[lustre-devel] [PATCH v3 07/26] staging: lustre: libcfs: NUMA support

Thu Jul 5 17:40:29 PDT 2018

A tiny bit more about noise for Neil, since it’s a bit subtle and I had never heard of it before working in HPC.  Sorry if this is old news.

Noise here means differences in execution time. A typical HPC Job consists of thousands of processes running across a large system.  The basic model is they all run a compute step, then they all communicate part of their results (generally to some neighboring subset of processes, not all-to-all).  The results which are communicated are then used as part of the input to the next compute step.  As you can see, effectively, everyone must finish each step before anyone can continue (or at least, continue very far).

So if everyone finishes every step in the same amount of time, great.  But if there’s jitter in the completion time for a step for a particular process - as can be introduced by a scheduler with ideas that don’t quite line up with your job priorities - it delays the completion of the step overall.  This is compounded at each step of the job and so can be quite serious.  (Job steps can be quite short - double digit microseconds is not unusual - so relatively small jitter can really add up.)

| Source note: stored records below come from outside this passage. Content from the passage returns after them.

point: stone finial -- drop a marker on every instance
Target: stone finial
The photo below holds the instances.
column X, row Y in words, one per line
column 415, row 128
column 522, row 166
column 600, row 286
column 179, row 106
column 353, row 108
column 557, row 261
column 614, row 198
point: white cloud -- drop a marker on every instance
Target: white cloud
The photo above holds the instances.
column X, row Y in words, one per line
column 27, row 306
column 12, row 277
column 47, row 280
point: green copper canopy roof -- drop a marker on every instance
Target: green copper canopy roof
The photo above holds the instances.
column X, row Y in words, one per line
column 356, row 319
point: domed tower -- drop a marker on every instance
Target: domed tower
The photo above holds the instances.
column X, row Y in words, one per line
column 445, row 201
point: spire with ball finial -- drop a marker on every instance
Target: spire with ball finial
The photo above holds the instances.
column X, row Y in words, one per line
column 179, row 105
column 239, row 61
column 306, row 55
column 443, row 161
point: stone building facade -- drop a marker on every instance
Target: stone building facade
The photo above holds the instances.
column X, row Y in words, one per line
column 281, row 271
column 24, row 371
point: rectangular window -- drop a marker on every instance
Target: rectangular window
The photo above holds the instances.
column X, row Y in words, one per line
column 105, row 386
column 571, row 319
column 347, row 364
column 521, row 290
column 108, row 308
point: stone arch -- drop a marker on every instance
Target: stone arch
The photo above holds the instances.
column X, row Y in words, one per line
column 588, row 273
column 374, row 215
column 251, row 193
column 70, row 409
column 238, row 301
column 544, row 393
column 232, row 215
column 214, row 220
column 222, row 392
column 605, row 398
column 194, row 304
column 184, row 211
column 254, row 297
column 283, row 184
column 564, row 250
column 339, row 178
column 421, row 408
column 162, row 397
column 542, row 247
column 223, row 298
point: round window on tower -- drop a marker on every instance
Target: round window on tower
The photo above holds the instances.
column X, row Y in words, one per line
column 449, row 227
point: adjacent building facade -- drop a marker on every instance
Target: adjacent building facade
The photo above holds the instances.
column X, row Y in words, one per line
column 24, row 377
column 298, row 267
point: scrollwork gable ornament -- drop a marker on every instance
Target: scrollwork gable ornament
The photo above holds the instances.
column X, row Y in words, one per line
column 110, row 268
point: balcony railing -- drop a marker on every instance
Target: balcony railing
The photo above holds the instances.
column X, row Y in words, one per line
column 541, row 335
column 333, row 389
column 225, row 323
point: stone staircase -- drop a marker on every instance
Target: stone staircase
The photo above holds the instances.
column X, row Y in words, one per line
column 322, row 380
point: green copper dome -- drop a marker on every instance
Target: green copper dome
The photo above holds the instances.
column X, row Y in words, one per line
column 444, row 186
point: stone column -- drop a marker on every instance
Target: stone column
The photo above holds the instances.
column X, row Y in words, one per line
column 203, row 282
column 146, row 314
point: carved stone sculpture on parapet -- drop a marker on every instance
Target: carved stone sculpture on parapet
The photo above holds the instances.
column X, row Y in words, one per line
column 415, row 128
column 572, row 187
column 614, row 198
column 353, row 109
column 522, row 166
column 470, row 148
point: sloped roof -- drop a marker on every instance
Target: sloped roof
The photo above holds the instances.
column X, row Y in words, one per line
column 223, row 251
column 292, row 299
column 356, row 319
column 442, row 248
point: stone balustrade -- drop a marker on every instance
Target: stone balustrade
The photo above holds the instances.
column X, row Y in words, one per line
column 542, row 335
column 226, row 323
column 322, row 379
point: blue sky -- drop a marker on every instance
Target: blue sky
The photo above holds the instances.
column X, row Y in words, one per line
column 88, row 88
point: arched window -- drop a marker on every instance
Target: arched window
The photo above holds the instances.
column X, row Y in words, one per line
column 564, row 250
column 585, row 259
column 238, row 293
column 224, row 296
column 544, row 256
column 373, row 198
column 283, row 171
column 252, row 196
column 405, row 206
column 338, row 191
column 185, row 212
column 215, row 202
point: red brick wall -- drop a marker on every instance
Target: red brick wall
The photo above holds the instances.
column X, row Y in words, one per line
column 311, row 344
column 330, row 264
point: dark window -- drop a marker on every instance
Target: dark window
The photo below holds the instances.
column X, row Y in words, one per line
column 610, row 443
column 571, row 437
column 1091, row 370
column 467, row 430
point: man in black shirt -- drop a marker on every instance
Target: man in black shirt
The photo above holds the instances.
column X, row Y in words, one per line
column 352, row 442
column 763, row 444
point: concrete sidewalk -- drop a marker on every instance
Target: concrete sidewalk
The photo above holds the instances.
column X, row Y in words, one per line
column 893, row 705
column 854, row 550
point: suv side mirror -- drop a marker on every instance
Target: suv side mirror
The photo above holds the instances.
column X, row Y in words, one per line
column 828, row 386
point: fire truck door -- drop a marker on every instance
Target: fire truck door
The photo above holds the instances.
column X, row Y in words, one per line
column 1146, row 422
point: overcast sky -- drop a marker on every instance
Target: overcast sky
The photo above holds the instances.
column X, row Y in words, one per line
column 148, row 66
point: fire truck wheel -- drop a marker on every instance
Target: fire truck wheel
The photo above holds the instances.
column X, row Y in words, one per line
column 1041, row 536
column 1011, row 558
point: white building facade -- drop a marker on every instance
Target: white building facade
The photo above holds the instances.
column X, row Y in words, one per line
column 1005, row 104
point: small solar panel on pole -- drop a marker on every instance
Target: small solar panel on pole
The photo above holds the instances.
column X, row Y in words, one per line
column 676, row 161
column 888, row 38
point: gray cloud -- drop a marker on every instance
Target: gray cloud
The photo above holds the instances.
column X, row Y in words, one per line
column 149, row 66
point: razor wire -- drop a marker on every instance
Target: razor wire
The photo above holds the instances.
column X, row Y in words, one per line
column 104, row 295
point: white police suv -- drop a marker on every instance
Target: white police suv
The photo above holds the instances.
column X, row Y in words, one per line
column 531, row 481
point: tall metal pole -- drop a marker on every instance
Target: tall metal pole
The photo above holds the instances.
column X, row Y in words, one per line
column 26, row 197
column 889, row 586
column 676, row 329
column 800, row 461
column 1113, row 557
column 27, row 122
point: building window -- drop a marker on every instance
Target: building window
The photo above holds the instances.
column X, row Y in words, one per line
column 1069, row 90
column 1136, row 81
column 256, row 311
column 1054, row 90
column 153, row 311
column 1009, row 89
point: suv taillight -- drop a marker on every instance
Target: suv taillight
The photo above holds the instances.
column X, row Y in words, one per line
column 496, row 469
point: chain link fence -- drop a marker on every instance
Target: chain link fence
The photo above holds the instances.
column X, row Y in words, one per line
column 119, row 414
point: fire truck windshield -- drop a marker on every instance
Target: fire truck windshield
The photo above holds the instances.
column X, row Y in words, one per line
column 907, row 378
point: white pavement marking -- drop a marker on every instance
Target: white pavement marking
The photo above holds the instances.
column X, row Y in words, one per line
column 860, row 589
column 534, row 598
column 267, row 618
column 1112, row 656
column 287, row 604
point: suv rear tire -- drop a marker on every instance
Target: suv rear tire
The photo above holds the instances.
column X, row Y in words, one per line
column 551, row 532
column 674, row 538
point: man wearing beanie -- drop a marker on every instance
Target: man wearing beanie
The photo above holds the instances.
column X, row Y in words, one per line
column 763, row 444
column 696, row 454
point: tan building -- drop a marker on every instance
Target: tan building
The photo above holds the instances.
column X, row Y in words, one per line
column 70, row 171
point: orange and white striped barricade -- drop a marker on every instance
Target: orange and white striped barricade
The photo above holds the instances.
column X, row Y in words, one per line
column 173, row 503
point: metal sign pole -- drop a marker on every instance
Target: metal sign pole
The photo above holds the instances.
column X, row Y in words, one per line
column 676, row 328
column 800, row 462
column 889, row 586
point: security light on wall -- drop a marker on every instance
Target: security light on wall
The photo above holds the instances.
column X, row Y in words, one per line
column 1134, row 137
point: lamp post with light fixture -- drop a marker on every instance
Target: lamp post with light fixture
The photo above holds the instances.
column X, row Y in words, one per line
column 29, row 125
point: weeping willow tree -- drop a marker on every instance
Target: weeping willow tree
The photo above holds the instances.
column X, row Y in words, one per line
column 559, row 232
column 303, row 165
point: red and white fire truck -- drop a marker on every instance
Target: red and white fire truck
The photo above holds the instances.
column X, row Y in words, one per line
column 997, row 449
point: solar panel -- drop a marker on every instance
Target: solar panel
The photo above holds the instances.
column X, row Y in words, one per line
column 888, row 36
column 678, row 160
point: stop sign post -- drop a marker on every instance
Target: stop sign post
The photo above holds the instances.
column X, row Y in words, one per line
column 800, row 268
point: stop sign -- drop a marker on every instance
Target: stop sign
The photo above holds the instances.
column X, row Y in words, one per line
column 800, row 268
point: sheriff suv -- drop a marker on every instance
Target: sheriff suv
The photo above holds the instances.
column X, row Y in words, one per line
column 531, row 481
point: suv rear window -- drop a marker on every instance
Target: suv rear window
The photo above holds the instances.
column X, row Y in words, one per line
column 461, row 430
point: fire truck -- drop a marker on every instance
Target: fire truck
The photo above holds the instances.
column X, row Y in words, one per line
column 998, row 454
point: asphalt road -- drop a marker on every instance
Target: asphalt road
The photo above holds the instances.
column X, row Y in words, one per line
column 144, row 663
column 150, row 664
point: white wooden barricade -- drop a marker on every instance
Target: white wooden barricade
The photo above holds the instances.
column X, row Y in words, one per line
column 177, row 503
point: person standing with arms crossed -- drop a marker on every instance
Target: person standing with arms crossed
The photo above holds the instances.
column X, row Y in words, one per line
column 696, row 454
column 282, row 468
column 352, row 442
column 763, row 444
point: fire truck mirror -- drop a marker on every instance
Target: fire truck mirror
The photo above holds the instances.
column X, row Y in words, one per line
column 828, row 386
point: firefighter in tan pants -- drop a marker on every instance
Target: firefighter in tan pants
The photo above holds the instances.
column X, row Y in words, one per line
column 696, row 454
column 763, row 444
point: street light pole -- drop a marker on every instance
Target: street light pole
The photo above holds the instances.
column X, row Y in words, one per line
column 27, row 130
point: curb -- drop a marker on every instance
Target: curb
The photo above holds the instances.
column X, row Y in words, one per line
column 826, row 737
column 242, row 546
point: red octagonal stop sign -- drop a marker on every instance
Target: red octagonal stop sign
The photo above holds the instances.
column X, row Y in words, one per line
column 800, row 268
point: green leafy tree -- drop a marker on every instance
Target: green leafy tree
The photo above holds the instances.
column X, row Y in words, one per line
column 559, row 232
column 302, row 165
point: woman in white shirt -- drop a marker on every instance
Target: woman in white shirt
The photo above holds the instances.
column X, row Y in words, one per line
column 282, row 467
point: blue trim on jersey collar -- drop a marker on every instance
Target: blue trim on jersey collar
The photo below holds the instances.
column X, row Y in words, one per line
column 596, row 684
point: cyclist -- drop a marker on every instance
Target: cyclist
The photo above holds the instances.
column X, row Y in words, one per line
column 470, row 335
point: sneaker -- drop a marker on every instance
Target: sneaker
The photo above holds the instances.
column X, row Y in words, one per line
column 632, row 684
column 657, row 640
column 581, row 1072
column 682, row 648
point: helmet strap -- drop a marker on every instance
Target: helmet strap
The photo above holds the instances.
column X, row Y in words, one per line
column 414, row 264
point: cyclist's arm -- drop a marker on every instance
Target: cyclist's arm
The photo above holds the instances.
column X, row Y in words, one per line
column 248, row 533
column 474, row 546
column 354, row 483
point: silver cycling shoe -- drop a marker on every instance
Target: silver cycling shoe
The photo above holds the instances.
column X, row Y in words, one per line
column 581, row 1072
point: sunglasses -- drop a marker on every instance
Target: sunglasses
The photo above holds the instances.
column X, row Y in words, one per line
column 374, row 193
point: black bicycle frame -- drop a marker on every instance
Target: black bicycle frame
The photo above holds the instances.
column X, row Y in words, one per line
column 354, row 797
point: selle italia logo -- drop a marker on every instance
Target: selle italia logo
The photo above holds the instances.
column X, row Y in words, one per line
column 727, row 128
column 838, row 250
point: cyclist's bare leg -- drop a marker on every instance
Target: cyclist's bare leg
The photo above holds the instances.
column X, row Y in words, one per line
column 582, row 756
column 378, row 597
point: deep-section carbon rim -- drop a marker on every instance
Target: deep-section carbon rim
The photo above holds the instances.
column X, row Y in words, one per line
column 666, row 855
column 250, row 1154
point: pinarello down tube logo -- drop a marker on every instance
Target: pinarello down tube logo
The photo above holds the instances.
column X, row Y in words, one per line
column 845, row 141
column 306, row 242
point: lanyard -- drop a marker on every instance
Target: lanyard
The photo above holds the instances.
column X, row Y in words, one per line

So HPC users are really fussy about affinity and placement control.  Which isn’t to say Lustre gets it all right, but it’s why we care so much.
________________________________
From: lustre-devel <lustre-devel-bounces at lists.lustre.org> on behalf of James Simmons <jsimmons at infradead.org>
Sent: Thursday, July 5, 2018 7:20:37 PM
To: Weber, Olaf (HPC Data Management & Storage)
Cc: Lustre Development List
Subject: Re: [lustre-devel] [PATCH v3 07/26] staging: lustre: libcfs: NUMA support

> NeilBrown [mailto:neilb at suse.com] wrote:
>
> To help contextualize things: the Lustre code can be decomposed into three parts:
>
> 1) The filesystem proper: Lustre.
> 2) The communication protocol it uses: LNet.
> 3) Supporting code used by Lustre and LNet: CFS.
>
> Part of the supporting code is the CPT mechanism, which provides a way to
> partition the CPUs of a system. These partitions are used to distribute queues,
> locks, and threads across the system. It was originally introduced years ago, as
> far as I can tell mainly to deal with certain hot locks: these were converted into
> read/write locks with one spinlock per CPT.
>
> As a general rule, CPT boundaries should respect node and socket boundaries,
> but at the higher end, where CPUs have 20+ cores, it may make sense to split
> a CPUs cores across several CPTs.
>
> > Thanks everyone for your patience in explaining things to me.
> > I'm beginning to understand what to look for and where to find it.
> >
> > So the answers to Greg's questions:
> >
> >   Where are you reading the host memory NUMA information from?
> >
> >   And why would a filesystem care about this type of thing?  Are you
> >   going to now mirror what the scheduler does with regards to NUMA
> >   topology issues?  How are you going to handle things when the topology
> >   changes?  What systems did you test this on?  What performance
> >   improvements were seen?  What downsides are there with all of this?
> >
> >
> > Are:
>
> >   - NUMA info comes from ACPI or device-tree just like for every one
> >       else.  Lustre just uses node_distance().
>
> Correct, the standard kernel interfaces for this information are used to
> obtain it, so ultimately Lustre/LNet uses the same source of truth as
> everyone else.
>
> >   - The filesystem cares about this because...  It has service
> >     thread that does part of the work of some filesystem operations
> >     (handling replies for example) and these are best handled "near"
> >     the CPU the initiated the request.  Lustre partitions
> >     all CPUs into "partitions" (cpt) each with a few cores.
> >     If the request thread and the reply thread are on different
> >     CPUs but in the same partition, then we get best throughput
> >     (is that close?)
>
> At the filesystem level, it does indeed seem to help to have the service
> threads that do work for requests run on a different core that is close to
> the core that originated the request. So preferably on the same CPU, and
> on certain multi-core CPUs there are also distance effects between cores.
> That too is one of the things the CPT mechanism handles.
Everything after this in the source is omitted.